When they came home from Halloween shopping on Olvera Street, the Mexican chachkas market in Downtown LA, Terry and Mia presented me with this keychain.
"Look!" my dad exclaimed. "They had your name! It's what you've always wanted."
"No! They didn't!"
"You're right. They didn't. We had this custom-made. But isn't it good?"
"This must be what it feels like to be named Michael!"
In 9th grade I was required to buy a ruler for a class, so I bought the one that was made for girls named Natasha.
"But your name is nowhere near Natasha!" Charlie yelled at me [eight years ago].

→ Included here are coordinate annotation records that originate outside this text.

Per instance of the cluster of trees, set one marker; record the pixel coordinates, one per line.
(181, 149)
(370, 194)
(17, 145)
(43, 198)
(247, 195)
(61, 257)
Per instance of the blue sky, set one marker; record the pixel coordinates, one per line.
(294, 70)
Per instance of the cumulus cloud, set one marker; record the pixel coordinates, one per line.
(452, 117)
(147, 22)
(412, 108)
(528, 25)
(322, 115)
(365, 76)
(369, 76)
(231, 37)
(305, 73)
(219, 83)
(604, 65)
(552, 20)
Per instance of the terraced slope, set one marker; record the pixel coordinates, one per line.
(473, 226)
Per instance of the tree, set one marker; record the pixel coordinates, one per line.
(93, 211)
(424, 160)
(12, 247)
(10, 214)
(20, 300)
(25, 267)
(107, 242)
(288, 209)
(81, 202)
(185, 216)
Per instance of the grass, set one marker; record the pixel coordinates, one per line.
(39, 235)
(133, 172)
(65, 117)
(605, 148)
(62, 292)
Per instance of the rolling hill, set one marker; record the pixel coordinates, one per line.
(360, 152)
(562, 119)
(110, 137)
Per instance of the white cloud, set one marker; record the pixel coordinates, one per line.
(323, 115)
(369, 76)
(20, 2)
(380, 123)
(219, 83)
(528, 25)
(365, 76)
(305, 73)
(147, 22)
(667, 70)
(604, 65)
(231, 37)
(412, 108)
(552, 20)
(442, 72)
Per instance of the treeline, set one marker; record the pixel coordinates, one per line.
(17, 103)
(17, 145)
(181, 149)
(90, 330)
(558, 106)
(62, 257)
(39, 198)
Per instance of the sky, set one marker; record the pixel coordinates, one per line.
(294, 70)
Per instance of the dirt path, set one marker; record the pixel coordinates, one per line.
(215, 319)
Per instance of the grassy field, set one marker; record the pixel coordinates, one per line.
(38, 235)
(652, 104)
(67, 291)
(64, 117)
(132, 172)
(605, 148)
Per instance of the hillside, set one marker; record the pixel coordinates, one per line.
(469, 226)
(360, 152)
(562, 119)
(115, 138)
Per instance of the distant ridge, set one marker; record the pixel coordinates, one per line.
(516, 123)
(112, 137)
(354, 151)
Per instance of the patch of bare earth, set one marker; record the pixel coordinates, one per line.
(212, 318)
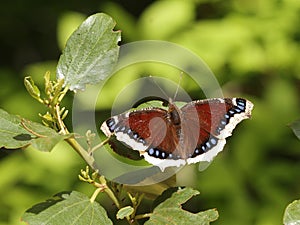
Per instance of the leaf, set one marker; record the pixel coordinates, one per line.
(124, 212)
(292, 214)
(171, 212)
(296, 128)
(67, 208)
(90, 53)
(14, 135)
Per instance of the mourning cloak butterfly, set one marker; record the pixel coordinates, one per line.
(193, 133)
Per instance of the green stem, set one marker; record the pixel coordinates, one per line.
(95, 194)
(142, 216)
(82, 152)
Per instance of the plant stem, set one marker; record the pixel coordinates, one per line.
(82, 152)
(142, 216)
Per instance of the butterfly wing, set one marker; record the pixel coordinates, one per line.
(207, 123)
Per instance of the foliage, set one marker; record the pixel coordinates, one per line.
(253, 48)
(75, 207)
(292, 214)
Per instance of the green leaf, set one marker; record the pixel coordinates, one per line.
(292, 214)
(124, 212)
(67, 208)
(296, 128)
(90, 53)
(32, 89)
(14, 135)
(170, 211)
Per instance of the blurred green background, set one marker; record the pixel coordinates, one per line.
(253, 48)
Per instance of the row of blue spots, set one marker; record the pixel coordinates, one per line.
(206, 146)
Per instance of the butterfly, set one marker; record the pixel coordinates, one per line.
(195, 132)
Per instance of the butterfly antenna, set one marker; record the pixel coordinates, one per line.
(162, 91)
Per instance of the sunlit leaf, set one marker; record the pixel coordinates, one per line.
(296, 128)
(16, 132)
(67, 208)
(90, 53)
(171, 212)
(292, 214)
(124, 212)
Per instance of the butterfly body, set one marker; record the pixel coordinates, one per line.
(177, 136)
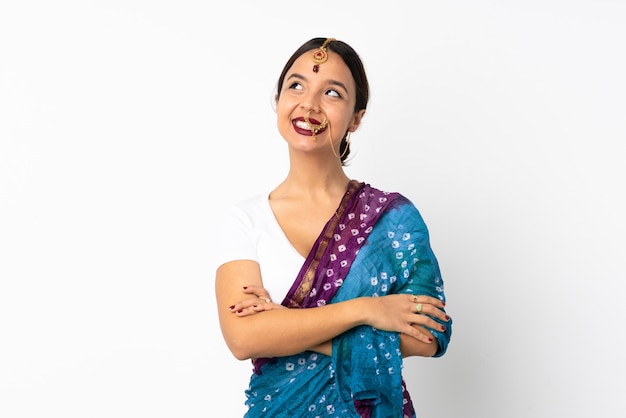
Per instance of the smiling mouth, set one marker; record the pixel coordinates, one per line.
(312, 127)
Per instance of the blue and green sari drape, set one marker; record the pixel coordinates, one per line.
(376, 244)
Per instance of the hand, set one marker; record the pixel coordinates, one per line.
(409, 314)
(259, 302)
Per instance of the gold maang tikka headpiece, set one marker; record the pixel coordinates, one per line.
(320, 55)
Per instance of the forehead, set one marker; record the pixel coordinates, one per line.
(334, 68)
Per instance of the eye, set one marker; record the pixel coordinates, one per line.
(333, 93)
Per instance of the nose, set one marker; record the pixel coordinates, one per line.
(310, 101)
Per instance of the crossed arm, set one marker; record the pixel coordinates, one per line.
(253, 327)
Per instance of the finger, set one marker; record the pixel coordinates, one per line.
(428, 322)
(420, 333)
(428, 299)
(433, 311)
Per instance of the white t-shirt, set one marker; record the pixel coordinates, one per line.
(250, 231)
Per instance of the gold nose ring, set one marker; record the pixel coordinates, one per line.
(315, 128)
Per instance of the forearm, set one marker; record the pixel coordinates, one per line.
(289, 331)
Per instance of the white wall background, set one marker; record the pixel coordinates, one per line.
(124, 125)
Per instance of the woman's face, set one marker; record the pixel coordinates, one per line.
(330, 92)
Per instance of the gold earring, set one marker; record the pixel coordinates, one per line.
(330, 140)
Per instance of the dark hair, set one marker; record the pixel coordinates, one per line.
(354, 63)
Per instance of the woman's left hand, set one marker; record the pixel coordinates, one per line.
(259, 302)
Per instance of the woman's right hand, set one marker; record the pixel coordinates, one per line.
(401, 312)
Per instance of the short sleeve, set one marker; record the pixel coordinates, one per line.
(236, 236)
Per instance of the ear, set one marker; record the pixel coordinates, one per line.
(356, 120)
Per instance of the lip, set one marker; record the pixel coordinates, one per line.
(306, 131)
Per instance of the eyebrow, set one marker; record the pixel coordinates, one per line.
(333, 82)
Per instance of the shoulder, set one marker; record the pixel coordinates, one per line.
(250, 205)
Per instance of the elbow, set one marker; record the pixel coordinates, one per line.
(241, 351)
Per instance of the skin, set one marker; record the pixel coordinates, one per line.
(252, 325)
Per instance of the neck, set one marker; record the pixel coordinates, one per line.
(310, 176)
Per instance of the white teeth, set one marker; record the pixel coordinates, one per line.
(303, 125)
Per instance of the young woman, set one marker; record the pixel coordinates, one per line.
(325, 282)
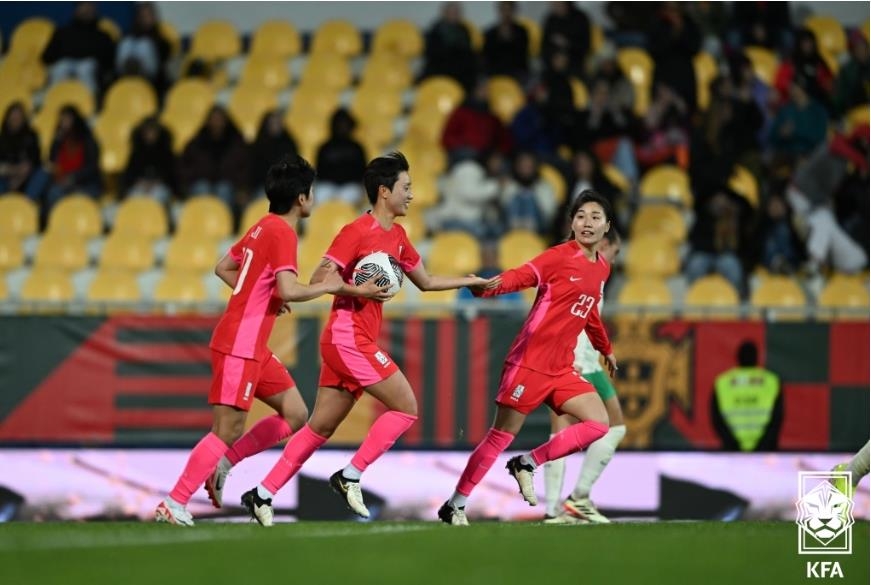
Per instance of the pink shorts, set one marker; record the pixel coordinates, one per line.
(354, 368)
(237, 381)
(524, 390)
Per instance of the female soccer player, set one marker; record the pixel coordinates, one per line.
(578, 508)
(261, 268)
(570, 278)
(352, 361)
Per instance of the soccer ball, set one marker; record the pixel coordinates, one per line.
(383, 267)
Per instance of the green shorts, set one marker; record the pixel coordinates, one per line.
(602, 383)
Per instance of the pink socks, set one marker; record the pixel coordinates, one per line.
(569, 440)
(201, 463)
(266, 433)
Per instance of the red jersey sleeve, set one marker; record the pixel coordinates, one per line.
(344, 248)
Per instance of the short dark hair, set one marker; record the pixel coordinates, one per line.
(383, 171)
(286, 180)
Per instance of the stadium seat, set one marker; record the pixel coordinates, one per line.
(19, 216)
(142, 216)
(266, 72)
(454, 254)
(114, 286)
(505, 97)
(276, 39)
(660, 220)
(248, 105)
(652, 255)
(76, 215)
(765, 63)
(61, 251)
(132, 252)
(667, 182)
(215, 40)
(205, 216)
(47, 285)
(780, 292)
(712, 297)
(744, 184)
(66, 92)
(180, 287)
(337, 37)
(401, 38)
(11, 252)
(518, 247)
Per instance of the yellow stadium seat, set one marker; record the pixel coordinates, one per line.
(398, 37)
(780, 292)
(132, 96)
(61, 251)
(652, 255)
(11, 253)
(30, 38)
(265, 72)
(77, 215)
(338, 37)
(123, 251)
(196, 254)
(114, 286)
(505, 97)
(712, 297)
(454, 254)
(660, 220)
(247, 107)
(765, 63)
(180, 287)
(667, 182)
(744, 184)
(556, 181)
(637, 65)
(72, 92)
(533, 32)
(215, 40)
(276, 39)
(141, 216)
(46, 285)
(205, 216)
(19, 216)
(518, 247)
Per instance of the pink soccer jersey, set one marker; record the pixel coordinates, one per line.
(355, 322)
(569, 289)
(265, 250)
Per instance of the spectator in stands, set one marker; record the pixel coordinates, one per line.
(144, 51)
(566, 30)
(20, 159)
(151, 168)
(81, 50)
(473, 129)
(529, 202)
(341, 161)
(851, 89)
(273, 143)
(449, 48)
(215, 162)
(74, 159)
(506, 45)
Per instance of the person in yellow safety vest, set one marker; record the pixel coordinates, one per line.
(747, 404)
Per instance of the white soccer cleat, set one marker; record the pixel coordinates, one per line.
(215, 482)
(350, 490)
(171, 512)
(583, 509)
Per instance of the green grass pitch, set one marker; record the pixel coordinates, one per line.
(315, 553)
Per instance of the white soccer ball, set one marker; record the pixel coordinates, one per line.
(383, 267)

"Natasha has the same number of A's!"
Lately I really dislike when people with popular, American names try to jazz themselves up by creating a nickname that sounds like a real, rare name or by adding their middle name as an extra three syllables to their first name. Their entire lives they could always get pencils and magnets and sometimes coffee mugs with their names on them from any city or resort in the country, either bought personally or as a gift from a friendly traveler. On the first day of school, every year, their teachers didn't embarrassingly struggle to pronounce their name, nor did every substitute teacher who ever filled in, regardless of whether or not the sub already knew them! And at the end of the E.T. ride at Universal Studios [spoiler alert] E.T. could actually say their name while waving at them.
Sometimes their parents would try to jazz it up for them from the onset.
"My name is Nicole but with two Ls."
E.T. still knew how to pronounce it.
The Emilys and the Daniels and the Melissas of the world have had easy-ass childhoods, and unfortunately for them, it's chic in adulthood to have irregular first and last names. And instead of trying to switch teams 18 years into the game, they ought admit defeat and do the right thing when they become parents. Until then, the Lancelots and the Nickodemuses and the Alainas will have everything under control.